At its most basic, the job of a SAR dog has two components: Find the origin of a human scent and let the handler know where it is. In this article, we'll learn what SAR dogs do and how they do it, see what SAR training entails and find out what a real search-and-rescue mission is like.
SAR Dog Basics
Experts estimate that a single SAR dog can accomplish the work of 20 to 30 human searchers. It's not just about smell, either -- dogs' superior hearing and night vision also come into play. Time is always an issue in search and rescue. In an avalanche situation, for instance, approximately 90 percent of victims are alive 15 minutes after burial; 35 minutes after burial, only 30 percent of victims are alive. While most avalanche victims don't survive, their chances increase exponentially when dogs are in on the search.

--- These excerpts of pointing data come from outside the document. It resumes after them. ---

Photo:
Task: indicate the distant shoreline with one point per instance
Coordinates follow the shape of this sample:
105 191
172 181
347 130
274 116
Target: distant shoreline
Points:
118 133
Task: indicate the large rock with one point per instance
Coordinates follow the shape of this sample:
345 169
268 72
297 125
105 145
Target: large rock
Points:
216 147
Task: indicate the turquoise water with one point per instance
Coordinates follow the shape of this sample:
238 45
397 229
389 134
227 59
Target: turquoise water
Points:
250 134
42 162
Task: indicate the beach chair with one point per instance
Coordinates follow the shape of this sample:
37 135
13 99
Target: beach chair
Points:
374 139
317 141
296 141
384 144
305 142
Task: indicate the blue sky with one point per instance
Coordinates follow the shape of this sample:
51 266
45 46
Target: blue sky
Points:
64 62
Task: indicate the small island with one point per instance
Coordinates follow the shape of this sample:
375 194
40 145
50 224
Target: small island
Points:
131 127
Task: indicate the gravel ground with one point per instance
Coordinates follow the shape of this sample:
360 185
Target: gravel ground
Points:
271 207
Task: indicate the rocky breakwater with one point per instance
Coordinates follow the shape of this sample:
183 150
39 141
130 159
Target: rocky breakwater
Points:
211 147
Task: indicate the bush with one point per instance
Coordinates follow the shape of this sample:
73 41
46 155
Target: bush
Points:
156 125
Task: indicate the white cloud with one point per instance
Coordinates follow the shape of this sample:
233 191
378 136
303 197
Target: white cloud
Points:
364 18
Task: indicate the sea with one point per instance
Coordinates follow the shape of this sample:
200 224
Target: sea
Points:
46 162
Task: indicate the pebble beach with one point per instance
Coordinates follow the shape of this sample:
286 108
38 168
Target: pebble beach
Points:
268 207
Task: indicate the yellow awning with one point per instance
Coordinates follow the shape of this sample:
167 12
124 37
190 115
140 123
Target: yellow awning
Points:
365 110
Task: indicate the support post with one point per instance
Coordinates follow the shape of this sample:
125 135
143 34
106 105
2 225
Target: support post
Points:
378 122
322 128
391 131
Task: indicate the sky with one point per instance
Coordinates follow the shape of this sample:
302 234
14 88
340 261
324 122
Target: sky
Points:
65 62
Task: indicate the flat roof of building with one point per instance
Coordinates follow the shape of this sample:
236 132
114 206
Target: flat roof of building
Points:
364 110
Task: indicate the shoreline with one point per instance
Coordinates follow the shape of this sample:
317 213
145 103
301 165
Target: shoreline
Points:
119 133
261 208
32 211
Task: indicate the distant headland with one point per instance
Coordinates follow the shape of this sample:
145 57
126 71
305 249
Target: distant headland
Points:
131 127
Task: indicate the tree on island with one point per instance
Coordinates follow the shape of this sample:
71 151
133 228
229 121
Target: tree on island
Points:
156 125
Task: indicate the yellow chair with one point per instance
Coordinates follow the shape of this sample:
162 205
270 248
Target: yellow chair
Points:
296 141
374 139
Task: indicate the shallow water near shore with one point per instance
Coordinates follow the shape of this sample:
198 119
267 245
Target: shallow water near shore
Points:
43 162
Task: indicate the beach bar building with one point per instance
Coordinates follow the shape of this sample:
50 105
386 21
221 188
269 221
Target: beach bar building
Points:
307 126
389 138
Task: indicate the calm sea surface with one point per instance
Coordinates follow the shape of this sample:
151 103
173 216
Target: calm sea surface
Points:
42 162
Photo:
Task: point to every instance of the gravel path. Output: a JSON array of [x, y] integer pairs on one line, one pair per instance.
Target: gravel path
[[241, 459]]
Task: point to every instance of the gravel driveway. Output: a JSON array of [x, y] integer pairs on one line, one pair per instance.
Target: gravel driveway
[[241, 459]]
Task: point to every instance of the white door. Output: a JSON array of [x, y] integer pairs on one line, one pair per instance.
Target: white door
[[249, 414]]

Even in cases where victims are presumed dead, dogs are invaluable assets -- they locate the bodies so family members can have closure and give their loved one a proper burial.
SAR dogs can do a lot of amazing things, including rappel down mountainsides with their handler, locate a human being within a 500-meter radius, find a dead body under water, climb ladders and walk across an unstable beam in a collapsed building, but it's all toward a single end: Finding human scent. This may be in the form of a living person, a dead body, a human tooth or an article of clothing. SAR dogs find missing persons, search disaster areas for survivors and bodies and locate evidence at crime scenes, all by focusing on the smell of a human being.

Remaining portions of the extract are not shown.